U.S. District Judge Manuel Real in Los Angeles, citing an "egregious breach of McGuireWoods's ethical duties," on Monday granted $500,000 in fees to the firm -- significantly less than the $12 million originally awarded in a $49 million settlement with West Publishing Corp. in 2007.
The settlement resolved a class action by 300,000 consumers who alleged they paid an average $1,000 in overcharges for the bar examination review course because West Publishing conspired to monopolize the market in a secret deal with Kaplan Inc., which sells preparatory courses for the Law School Aptitude Test.
Monday's hearing was the latest in a developing saga over legal fees. In addition to McGuireWoods, several other attorneys want fees for having represented groups of plaintiffs who objected to the original settlement on ground of conflict of interest. Specifically, they argued that incentive payments worth $25,000 to $75,000 that McGuireWoods promised to five class representatives were tied to the value of the settlement -- providing little reason to fight rather than make a deal.
Real approved the settlement but slashed the incentive payments.

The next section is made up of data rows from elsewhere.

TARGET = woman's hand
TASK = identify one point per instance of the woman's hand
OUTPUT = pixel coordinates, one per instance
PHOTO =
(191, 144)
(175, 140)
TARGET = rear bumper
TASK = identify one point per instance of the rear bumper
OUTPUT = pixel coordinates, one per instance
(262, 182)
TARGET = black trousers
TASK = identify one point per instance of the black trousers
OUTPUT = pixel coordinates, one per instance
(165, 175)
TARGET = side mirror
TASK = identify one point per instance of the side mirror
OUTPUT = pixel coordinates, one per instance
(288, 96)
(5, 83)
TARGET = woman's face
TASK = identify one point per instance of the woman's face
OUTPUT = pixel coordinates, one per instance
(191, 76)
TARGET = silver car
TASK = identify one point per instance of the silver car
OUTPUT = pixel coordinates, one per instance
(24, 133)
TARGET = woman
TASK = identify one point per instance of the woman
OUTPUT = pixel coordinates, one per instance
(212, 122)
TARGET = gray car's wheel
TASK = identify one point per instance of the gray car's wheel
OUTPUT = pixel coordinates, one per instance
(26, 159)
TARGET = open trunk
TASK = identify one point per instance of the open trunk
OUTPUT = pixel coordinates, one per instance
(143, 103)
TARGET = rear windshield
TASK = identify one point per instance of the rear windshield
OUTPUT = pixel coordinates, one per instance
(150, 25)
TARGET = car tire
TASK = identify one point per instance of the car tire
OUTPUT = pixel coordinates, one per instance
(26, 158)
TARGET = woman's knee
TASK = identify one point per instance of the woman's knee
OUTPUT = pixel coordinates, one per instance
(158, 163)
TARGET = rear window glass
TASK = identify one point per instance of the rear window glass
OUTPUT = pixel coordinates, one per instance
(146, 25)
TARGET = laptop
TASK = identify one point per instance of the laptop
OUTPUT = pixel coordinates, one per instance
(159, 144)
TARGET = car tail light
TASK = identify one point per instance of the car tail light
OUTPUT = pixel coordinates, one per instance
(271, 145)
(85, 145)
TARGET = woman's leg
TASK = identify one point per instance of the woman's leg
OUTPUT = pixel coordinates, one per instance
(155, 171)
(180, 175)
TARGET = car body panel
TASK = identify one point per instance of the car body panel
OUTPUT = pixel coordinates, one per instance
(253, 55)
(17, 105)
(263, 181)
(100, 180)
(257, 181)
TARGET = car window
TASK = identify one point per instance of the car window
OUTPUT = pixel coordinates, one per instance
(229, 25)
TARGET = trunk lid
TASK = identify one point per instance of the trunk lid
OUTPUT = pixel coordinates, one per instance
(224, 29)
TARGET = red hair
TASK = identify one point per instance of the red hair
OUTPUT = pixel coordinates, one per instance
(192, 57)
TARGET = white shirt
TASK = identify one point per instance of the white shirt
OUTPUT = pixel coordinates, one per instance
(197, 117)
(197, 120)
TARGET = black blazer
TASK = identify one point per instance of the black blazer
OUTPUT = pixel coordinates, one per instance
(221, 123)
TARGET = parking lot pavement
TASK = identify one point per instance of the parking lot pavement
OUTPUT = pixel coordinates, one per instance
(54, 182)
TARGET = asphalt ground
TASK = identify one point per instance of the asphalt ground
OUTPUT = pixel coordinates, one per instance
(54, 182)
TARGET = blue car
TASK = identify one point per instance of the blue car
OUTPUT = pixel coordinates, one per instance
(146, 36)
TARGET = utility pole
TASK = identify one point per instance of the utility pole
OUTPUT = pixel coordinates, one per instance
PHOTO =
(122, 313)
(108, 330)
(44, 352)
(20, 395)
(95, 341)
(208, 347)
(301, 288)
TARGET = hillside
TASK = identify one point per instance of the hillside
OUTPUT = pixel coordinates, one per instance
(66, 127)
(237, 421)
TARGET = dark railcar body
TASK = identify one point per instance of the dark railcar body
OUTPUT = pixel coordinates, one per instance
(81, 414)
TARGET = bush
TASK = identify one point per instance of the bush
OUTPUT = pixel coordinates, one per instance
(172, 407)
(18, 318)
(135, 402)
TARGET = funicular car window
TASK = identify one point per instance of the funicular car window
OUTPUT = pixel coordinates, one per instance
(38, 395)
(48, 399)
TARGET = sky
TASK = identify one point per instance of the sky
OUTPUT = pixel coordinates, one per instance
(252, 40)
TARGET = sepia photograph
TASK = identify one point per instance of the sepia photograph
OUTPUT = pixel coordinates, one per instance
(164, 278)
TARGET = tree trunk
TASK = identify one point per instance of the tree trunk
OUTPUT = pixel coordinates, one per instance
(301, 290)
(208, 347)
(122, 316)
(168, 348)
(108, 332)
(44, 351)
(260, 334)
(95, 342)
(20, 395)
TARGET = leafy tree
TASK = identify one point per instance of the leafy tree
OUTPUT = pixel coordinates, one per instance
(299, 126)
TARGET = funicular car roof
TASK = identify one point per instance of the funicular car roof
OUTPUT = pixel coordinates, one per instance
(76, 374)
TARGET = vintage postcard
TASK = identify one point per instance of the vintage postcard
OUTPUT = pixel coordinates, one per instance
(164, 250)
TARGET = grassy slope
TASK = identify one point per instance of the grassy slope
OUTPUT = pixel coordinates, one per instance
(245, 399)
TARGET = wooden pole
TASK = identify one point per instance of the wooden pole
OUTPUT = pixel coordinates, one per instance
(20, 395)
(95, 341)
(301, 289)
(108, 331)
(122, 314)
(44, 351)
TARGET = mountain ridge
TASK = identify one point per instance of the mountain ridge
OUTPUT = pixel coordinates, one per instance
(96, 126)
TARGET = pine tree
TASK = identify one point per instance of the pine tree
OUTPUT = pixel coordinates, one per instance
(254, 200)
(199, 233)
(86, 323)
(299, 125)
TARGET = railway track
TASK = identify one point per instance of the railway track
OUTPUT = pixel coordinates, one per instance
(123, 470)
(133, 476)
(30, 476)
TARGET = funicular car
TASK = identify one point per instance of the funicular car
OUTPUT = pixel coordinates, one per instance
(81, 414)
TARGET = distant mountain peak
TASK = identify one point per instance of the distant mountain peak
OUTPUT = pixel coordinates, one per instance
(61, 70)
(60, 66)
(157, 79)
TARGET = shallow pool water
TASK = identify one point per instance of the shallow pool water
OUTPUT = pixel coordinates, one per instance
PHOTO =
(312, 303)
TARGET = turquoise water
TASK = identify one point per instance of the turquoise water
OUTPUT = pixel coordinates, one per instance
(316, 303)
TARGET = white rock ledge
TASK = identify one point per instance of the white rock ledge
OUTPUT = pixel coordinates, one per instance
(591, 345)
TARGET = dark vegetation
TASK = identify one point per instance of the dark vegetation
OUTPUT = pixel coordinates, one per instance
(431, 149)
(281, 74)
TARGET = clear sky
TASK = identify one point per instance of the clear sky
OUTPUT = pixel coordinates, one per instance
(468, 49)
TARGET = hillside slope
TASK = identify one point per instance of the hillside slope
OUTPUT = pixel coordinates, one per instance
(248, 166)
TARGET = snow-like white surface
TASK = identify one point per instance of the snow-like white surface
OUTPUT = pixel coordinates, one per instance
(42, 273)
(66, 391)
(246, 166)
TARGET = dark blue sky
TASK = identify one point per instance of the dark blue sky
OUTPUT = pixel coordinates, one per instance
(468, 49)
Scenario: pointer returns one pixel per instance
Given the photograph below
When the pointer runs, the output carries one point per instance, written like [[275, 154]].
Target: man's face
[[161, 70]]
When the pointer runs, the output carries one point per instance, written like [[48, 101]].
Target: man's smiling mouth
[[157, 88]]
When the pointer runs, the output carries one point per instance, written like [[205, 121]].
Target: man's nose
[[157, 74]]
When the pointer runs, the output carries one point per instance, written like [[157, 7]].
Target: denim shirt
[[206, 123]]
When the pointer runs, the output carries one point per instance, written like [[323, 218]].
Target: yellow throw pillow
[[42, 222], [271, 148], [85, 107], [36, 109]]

Last year, the 9th U.S. Circuit Court of Appeals upheld the settlement but reversed Real's decision regarding the fees, concluding that the incentive payments, even if eliminated, presented a "disturbing appearance of impropriety." The panel asked Real to reassess the fees.
On remand, Real awarded no fees to McGuireWoods, saying the firm violated the California Rules of Professional Conduct by failing to inform class members about the incentive awards.
On a motion for reconsideration, Sidney Kanazawa, a partner in the Los Angeles office of McGuireWoods, said there "clearly was no egregious conduct by McGuireWoods," since similar incentive awards were approved in other cases and everyone knew about the awards in the BAR/BRI case. Furthermore, he wrote, the awards didn't harm class members, and any conflict was nullified when Real rejected the awards.
The firm has spent more than $1.25 million in expenses and about $5.6 million in attorney time, according to court documents.
On Monday, Real read his decision from the bench. The $500,000 in fees cover the period between July 10, 2007, and Sept. 10, 2010.
Outside the courtroom following the hearing, Kanazawa had no comment. He later provided an e-mailed statement: "We are disappointed and will appeal."
Real denied motions for reconsideration filed by several lawyers for the objectors, whose fees were reduced earlier this year.